Last season: Sadistic serial killer Bala Banne (Zakir Hussain) who got his adrenaline rush bytorturing women before murdering them and collecting their fingernails as a trophy, is dead. The sins of the father have tainted his children since their childhood and when son Abhishek Banne (Gulshan Devaiah) drops off the map, it strengthens the belief that he’s the brutal accomplice Bala left behind. Dr Manohar Patel (Rajesh Khattar) and socialite-wife Anupriya (Divya Seth) have given Abhishek the identity of their son Sammit Patel (Amit Sadh) who’s been in a long coma after a car accident. Abhishek, masquerading as Sammit, is the ideal husband to senior investigating officer Ira Jaykar Patel (Drashti Dhami) and little daughter Anya (Hera Mishra) who is drawn to and has quietly taken a box of bloodied nails from her grandparents, the Patels’ house. There are enough hints strewn around that Sammit is Bala’s twisted accomplice and he’s coming out of his coma.
Late Pradeep Sarkar had directed the 1st season along with Aijaz Khan.
The main actors stay on and much of the same equations continue with Rohan Sippy taking over the reins as director and show creator Goldie Behl developing the Korean crime drama The Flower Of Evil. To be fair to the new team at the helm, this is a tighter season that dispenses with unnecessary sub-plots like the nose-in-the-air snootiness of Anupriya. But there is a new one of Anya being bullied in school which is weak and doesn’t contribute heft to the drama.
Duranga 2 follows the writing pattern of most shows and begins each episode with a flashback to establish why the focal characters do what they do before jumping to the present. The story of Bala’s sadism and Sammit’s thirst for blood is told in the flashbacks that are spread over eight episodes.
Unfortunately, Ira remains the earnest and completely inept officer who not only can’t see what’s happening under her nose but even entertains psychopath Sammit (under a new identity) and allows him proximity to precocious Anya.
With Sammit regaining consciousness, getting cosy with Anya and Abhishek wanting to clear his name, there is room for muchintrigue in the plot. But the telling is not cat-n-mouse enough as Sammit’s manipulative killing skills don’t weave a web around Abhishek for some real tension. It’s more about Abhishek coming clean with Ira and the cops finally nailing Sammit as the accomplice. That too doesn’t happen due to any clever strategy or investigating skill which is a disappointment. In fact, Ira even shares departmental secrets about the accomplice with the Patels, completely clueless and inadvertently amateurish.It’s Nikhil Pradhan (Kiran Srinivas), her junior, who comes off with better policing skills as he closes in on Sammit.

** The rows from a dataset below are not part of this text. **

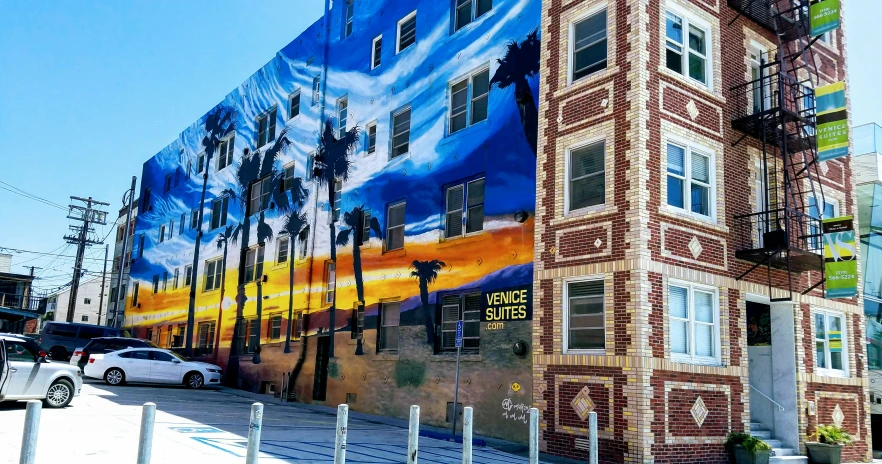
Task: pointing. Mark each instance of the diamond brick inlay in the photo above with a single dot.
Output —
(699, 411)
(583, 404)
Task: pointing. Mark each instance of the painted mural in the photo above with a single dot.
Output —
(335, 212)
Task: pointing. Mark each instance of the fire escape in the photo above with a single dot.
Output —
(776, 108)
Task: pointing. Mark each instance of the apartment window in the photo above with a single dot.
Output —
(584, 315)
(395, 226)
(213, 274)
(294, 105)
(586, 176)
(225, 152)
(830, 343)
(259, 195)
(338, 198)
(400, 132)
(460, 307)
(266, 127)
(465, 208)
(330, 281)
(406, 32)
(219, 212)
(686, 58)
(342, 112)
(282, 249)
(390, 318)
(693, 330)
(470, 10)
(371, 130)
(275, 328)
(589, 49)
(349, 12)
(254, 263)
(135, 288)
(468, 100)
(376, 49)
(690, 177)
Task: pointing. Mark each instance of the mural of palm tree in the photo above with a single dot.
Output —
(354, 220)
(427, 272)
(332, 162)
(521, 61)
(217, 124)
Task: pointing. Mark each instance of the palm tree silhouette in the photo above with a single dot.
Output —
(427, 273)
(521, 61)
(332, 162)
(217, 124)
(354, 220)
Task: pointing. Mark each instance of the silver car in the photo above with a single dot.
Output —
(25, 374)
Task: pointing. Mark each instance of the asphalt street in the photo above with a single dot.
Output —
(102, 424)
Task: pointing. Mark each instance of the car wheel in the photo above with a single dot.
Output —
(114, 377)
(59, 394)
(195, 380)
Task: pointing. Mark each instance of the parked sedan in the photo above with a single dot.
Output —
(151, 365)
(25, 374)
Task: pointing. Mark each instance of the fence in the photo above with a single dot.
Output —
(148, 416)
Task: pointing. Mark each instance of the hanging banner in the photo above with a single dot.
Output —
(840, 257)
(832, 120)
(824, 16)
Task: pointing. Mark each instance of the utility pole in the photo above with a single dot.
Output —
(103, 279)
(122, 264)
(89, 216)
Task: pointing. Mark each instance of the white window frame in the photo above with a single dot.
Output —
(374, 64)
(567, 180)
(571, 42)
(689, 147)
(398, 48)
(829, 371)
(691, 358)
(565, 305)
(689, 19)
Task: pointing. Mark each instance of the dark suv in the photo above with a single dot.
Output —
(104, 345)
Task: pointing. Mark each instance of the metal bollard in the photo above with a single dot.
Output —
(467, 435)
(340, 441)
(32, 429)
(534, 436)
(253, 451)
(145, 439)
(592, 438)
(413, 434)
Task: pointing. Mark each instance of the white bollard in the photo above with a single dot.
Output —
(145, 440)
(534, 436)
(253, 451)
(32, 429)
(340, 441)
(467, 435)
(592, 438)
(413, 434)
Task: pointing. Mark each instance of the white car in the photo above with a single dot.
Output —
(25, 374)
(151, 365)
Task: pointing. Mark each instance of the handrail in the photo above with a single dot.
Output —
(780, 408)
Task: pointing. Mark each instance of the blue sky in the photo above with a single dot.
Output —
(88, 94)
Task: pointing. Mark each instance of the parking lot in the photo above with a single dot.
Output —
(101, 426)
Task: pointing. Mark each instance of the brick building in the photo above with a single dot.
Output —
(678, 283)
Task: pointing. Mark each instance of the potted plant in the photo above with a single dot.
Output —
(825, 445)
(745, 449)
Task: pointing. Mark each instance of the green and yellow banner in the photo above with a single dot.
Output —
(824, 16)
(832, 121)
(840, 257)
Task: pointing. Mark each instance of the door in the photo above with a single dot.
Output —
(165, 368)
(320, 383)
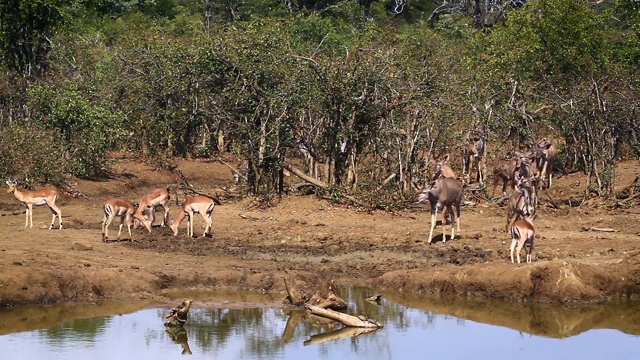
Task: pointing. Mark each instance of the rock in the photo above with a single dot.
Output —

So, although the power of evil is potent enough to be passed on so that it never really dies, the narration would’ve benefited from the criminal going beyond just playing with his parents’ emotions and the main cop displaying some amount of gut instinct and cerebral investigation.
For now, the 2nd season remains a show that relies more on sadistic blood spill and the tangible potency of evil than on nail-biting thrill.
Duranga 2 – Watch Or Not?: If you liked it the first time around, go ahead and watch the Banne progenyget a clean chit while Sammit the psychopath gets his just deserts.